Im Sozialausschus war es fast körperlich zu spüren, wie sich die Mitglieder der SPD Fraktion hin und her drehten um die geforderten 600.000 € aus dem Sozial- und Jugendhilfeetat des Landkreises zu streichen. Zugegeben, die anderen Parteien haben es auch nicht anders gemacht, aber sie haben ja auch nicht den Anspruch, „sozial“ zu sein und zu denken.

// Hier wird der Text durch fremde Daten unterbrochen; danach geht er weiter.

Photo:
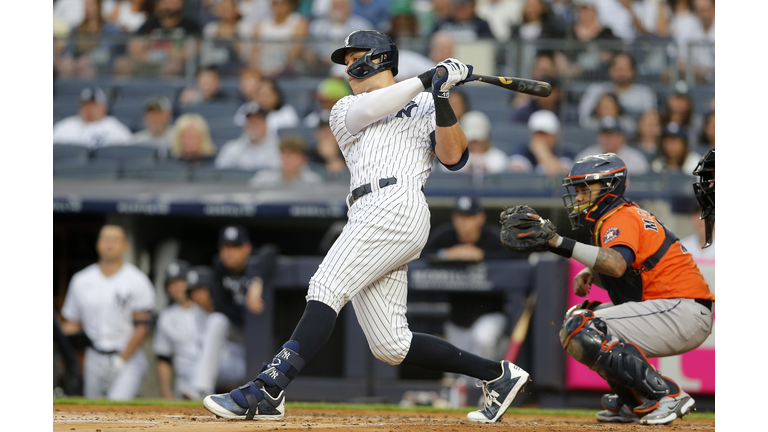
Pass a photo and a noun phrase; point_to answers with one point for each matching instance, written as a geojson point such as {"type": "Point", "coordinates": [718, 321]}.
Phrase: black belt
{"type": "Point", "coordinates": [706, 303]}
{"type": "Point", "coordinates": [365, 189]}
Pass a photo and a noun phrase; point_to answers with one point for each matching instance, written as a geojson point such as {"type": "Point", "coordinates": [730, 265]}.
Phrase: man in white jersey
{"type": "Point", "coordinates": [389, 134]}
{"type": "Point", "coordinates": [111, 302]}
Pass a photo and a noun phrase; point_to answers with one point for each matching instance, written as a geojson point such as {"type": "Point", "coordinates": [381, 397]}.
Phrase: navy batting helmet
{"type": "Point", "coordinates": [607, 169]}
{"type": "Point", "coordinates": [378, 45]}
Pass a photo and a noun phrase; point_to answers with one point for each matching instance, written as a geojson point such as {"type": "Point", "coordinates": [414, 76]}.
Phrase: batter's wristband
{"type": "Point", "coordinates": [444, 116]}
{"type": "Point", "coordinates": [564, 248]}
{"type": "Point", "coordinates": [426, 79]}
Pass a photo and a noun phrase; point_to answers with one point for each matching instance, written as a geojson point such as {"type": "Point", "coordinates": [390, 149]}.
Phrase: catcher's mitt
{"type": "Point", "coordinates": [522, 233]}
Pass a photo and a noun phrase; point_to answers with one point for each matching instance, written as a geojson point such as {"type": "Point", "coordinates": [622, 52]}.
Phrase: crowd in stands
{"type": "Point", "coordinates": [259, 121]}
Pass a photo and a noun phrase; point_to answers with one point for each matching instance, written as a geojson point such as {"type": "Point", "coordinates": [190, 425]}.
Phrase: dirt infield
{"type": "Point", "coordinates": [104, 418]}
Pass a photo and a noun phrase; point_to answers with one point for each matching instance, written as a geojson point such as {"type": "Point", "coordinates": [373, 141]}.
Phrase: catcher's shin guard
{"type": "Point", "coordinates": [619, 362]}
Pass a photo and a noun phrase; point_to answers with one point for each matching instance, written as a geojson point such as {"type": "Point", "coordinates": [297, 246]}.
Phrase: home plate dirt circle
{"type": "Point", "coordinates": [101, 418]}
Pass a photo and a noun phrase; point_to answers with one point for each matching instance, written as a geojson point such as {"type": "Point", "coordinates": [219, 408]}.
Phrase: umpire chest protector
{"type": "Point", "coordinates": [629, 286]}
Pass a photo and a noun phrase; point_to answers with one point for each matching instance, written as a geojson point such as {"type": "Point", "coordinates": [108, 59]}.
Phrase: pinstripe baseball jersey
{"type": "Point", "coordinates": [400, 145]}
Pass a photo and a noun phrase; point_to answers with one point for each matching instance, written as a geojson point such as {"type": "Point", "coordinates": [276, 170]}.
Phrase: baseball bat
{"type": "Point", "coordinates": [520, 330]}
{"type": "Point", "coordinates": [520, 85]}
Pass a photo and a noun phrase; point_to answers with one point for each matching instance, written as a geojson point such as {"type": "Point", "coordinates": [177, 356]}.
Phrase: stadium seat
{"type": "Point", "coordinates": [122, 153]}
{"type": "Point", "coordinates": [101, 170]}
{"type": "Point", "coordinates": [70, 152]}
{"type": "Point", "coordinates": [162, 171]}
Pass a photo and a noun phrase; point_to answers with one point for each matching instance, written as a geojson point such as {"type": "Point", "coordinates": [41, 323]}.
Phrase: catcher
{"type": "Point", "coordinates": [660, 303]}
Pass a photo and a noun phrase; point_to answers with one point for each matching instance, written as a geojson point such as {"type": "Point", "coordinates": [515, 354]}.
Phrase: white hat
{"type": "Point", "coordinates": [544, 121]}
{"type": "Point", "coordinates": [476, 126]}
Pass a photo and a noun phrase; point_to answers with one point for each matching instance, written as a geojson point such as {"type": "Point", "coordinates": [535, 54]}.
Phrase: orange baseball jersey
{"type": "Point", "coordinates": [674, 276]}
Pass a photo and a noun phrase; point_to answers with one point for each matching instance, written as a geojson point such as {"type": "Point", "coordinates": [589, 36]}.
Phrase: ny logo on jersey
{"type": "Point", "coordinates": [122, 301]}
{"type": "Point", "coordinates": [406, 111]}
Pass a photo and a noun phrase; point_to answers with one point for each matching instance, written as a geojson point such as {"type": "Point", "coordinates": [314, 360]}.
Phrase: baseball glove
{"type": "Point", "coordinates": [522, 233]}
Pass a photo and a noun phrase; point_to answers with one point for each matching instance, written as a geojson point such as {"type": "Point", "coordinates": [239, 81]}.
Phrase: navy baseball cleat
{"type": "Point", "coordinates": [500, 393]}
{"type": "Point", "coordinates": [246, 402]}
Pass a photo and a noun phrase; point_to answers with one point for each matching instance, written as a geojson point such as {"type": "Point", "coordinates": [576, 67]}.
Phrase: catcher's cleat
{"type": "Point", "coordinates": [500, 393]}
{"type": "Point", "coordinates": [246, 402]}
{"type": "Point", "coordinates": [667, 409]}
{"type": "Point", "coordinates": [623, 415]}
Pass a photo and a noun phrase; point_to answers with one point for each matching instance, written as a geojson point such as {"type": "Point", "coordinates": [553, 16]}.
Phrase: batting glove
{"type": "Point", "coordinates": [456, 73]}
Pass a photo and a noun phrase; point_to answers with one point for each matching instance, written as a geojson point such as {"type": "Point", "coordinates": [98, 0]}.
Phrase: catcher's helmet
{"type": "Point", "coordinates": [379, 46]}
{"type": "Point", "coordinates": [606, 168]}
{"type": "Point", "coordinates": [705, 191]}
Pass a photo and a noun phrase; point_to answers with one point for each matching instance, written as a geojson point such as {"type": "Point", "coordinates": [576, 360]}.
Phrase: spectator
{"type": "Point", "coordinates": [207, 88]}
{"type": "Point", "coordinates": [694, 242]}
{"type": "Point", "coordinates": [250, 81]}
{"type": "Point", "coordinates": [229, 24]}
{"type": "Point", "coordinates": [237, 286]}
{"type": "Point", "coordinates": [634, 98]}
{"type": "Point", "coordinates": [179, 328]}
{"type": "Point", "coordinates": [611, 139]}
{"type": "Point", "coordinates": [679, 110]}
{"type": "Point", "coordinates": [701, 30]}
{"type": "Point", "coordinates": [326, 31]}
{"type": "Point", "coordinates": [587, 28]}
{"type": "Point", "coordinates": [377, 12]}
{"type": "Point", "coordinates": [327, 153]}
{"type": "Point", "coordinates": [484, 158]}
{"type": "Point", "coordinates": [502, 16]}
{"type": "Point", "coordinates": [474, 323]}
{"type": "Point", "coordinates": [128, 15]}
{"type": "Point", "coordinates": [608, 106]}
{"type": "Point", "coordinates": [256, 148]}
{"type": "Point", "coordinates": [542, 153]}
{"type": "Point", "coordinates": [675, 154]}
{"type": "Point", "coordinates": [111, 301]}
{"type": "Point", "coordinates": [329, 91]}
{"type": "Point", "coordinates": [282, 36]}
{"type": "Point", "coordinates": [648, 134]}
{"type": "Point", "coordinates": [463, 24]}
{"type": "Point", "coordinates": [459, 103]}
{"type": "Point", "coordinates": [538, 23]}
{"type": "Point", "coordinates": [192, 141]}
{"type": "Point", "coordinates": [158, 114]}
{"type": "Point", "coordinates": [92, 127]}
{"type": "Point", "coordinates": [708, 131]}
{"type": "Point", "coordinates": [270, 99]}
{"type": "Point", "coordinates": [524, 105]}
{"type": "Point", "coordinates": [165, 52]}
{"type": "Point", "coordinates": [293, 166]}
{"type": "Point", "coordinates": [76, 57]}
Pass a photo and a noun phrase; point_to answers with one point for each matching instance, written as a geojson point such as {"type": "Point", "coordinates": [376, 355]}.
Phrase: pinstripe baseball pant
{"type": "Point", "coordinates": [386, 229]}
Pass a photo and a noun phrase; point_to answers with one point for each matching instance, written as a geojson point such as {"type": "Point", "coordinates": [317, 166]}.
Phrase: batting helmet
{"type": "Point", "coordinates": [378, 45]}
{"type": "Point", "coordinates": [705, 191]}
{"type": "Point", "coordinates": [606, 168]}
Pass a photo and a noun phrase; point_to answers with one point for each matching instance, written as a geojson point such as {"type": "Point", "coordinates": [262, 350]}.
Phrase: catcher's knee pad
{"type": "Point", "coordinates": [623, 363]}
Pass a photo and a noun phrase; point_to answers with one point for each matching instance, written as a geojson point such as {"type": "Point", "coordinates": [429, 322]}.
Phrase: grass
{"type": "Point", "coordinates": [349, 406]}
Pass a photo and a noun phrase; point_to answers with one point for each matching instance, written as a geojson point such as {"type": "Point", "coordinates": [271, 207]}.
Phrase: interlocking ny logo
{"type": "Point", "coordinates": [406, 111]}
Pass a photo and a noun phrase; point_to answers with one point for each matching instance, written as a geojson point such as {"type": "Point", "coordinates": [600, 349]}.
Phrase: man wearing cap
{"type": "Point", "coordinates": [256, 148]}
{"type": "Point", "coordinates": [484, 158]}
{"type": "Point", "coordinates": [158, 114]}
{"type": "Point", "coordinates": [237, 285]}
{"type": "Point", "coordinates": [476, 321]}
{"type": "Point", "coordinates": [634, 98]}
{"type": "Point", "coordinates": [541, 154]}
{"type": "Point", "coordinates": [612, 139]}
{"type": "Point", "coordinates": [92, 127]}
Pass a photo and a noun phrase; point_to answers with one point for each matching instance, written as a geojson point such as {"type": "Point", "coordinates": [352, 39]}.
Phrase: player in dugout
{"type": "Point", "coordinates": [390, 134]}
{"type": "Point", "coordinates": [660, 303]}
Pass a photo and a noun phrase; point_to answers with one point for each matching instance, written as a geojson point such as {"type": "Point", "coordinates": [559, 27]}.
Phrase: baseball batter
{"type": "Point", "coordinates": [660, 303]}
{"type": "Point", "coordinates": [111, 301]}
{"type": "Point", "coordinates": [389, 134]}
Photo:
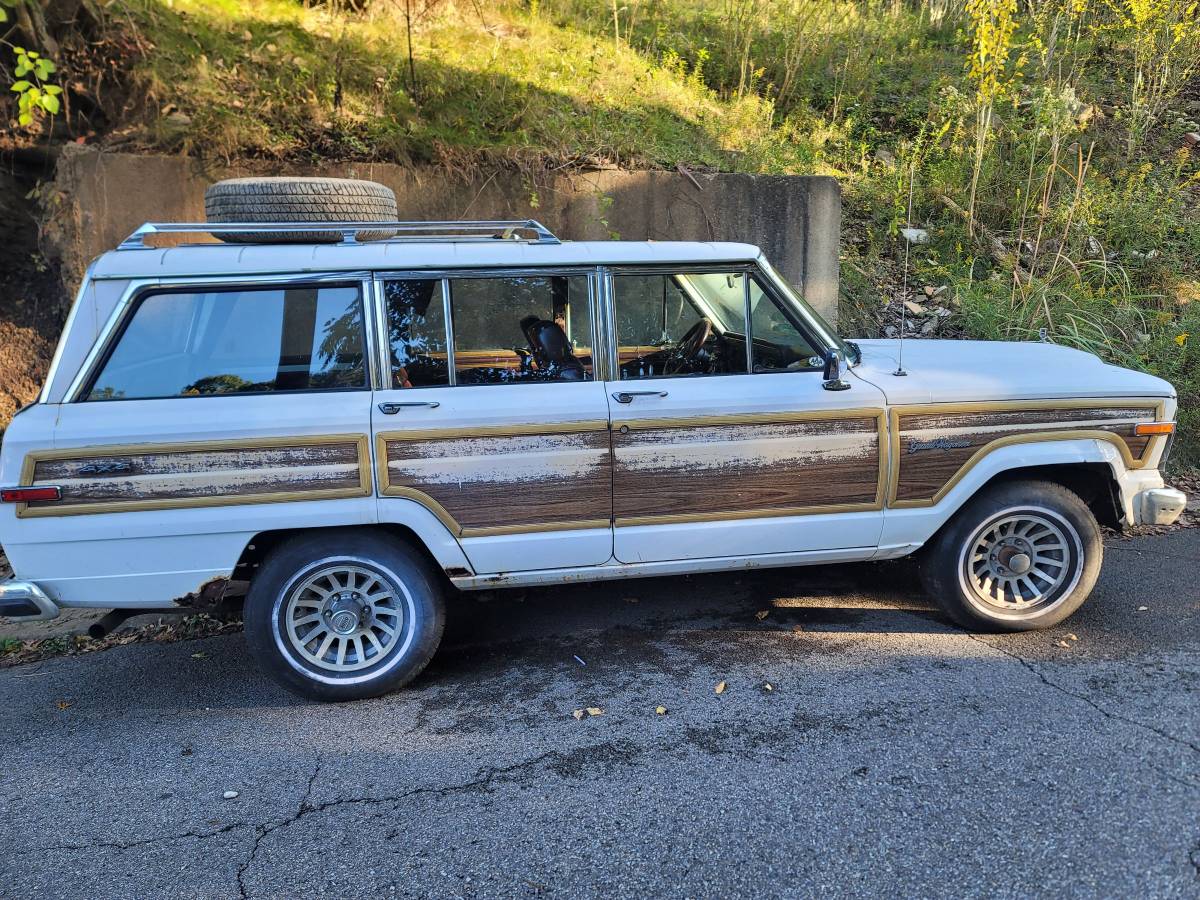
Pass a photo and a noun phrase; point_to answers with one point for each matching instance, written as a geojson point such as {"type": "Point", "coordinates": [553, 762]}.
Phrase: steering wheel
{"type": "Point", "coordinates": [690, 345]}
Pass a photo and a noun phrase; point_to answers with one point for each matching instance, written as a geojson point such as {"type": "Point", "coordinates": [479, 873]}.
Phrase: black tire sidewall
{"type": "Point", "coordinates": [298, 199]}
{"type": "Point", "coordinates": [396, 561]}
{"type": "Point", "coordinates": [940, 565]}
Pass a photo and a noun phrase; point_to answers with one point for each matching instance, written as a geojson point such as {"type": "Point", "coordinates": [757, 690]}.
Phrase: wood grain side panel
{"type": "Point", "coordinates": [125, 478]}
{"type": "Point", "coordinates": [933, 449]}
{"type": "Point", "coordinates": [714, 471]}
{"type": "Point", "coordinates": [509, 480]}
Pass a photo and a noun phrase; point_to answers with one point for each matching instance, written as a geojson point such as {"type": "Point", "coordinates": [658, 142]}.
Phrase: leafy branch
{"type": "Point", "coordinates": [33, 72]}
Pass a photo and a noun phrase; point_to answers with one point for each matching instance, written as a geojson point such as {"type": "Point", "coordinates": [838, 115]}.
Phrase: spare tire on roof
{"type": "Point", "coordinates": [298, 199]}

Trotzdem kam der einzig sinnvolle Vorschlag von der CDU, nicht konsequent, sondern halbherzig, aber immerhin. Sie schlug vor, bei den Trägern der Suchthilfe nicht 10%, sondern nur 5% zu kürzen – was dann auch so angenommen wurde.

An der Kreistagssitzung vesuchten die Grünen noch, den dringend nötigen Hauskauf des Frauenhauses in Lörrach zu retten – der wird komplett vom Land bezahlt, der Kreis muss nur die Zahlung der Betriebskosten garantieren (die aber auf die Fälle umgerechnet werden, und wenn Frauen aus dem Landkreis Lörrach in einem anderen Frauenhaus unterkommen, trotzdem vom Landkreis bezahlt werden müssen – eigentlich ein Nullsummenspiel). Trotzdem stimmten die anderen Parteien dem nicht zu, das Haus wird wohl einen anderen Käufer finden.

Konstruktive soziale Beiträge der SPD? Fehlanzeige.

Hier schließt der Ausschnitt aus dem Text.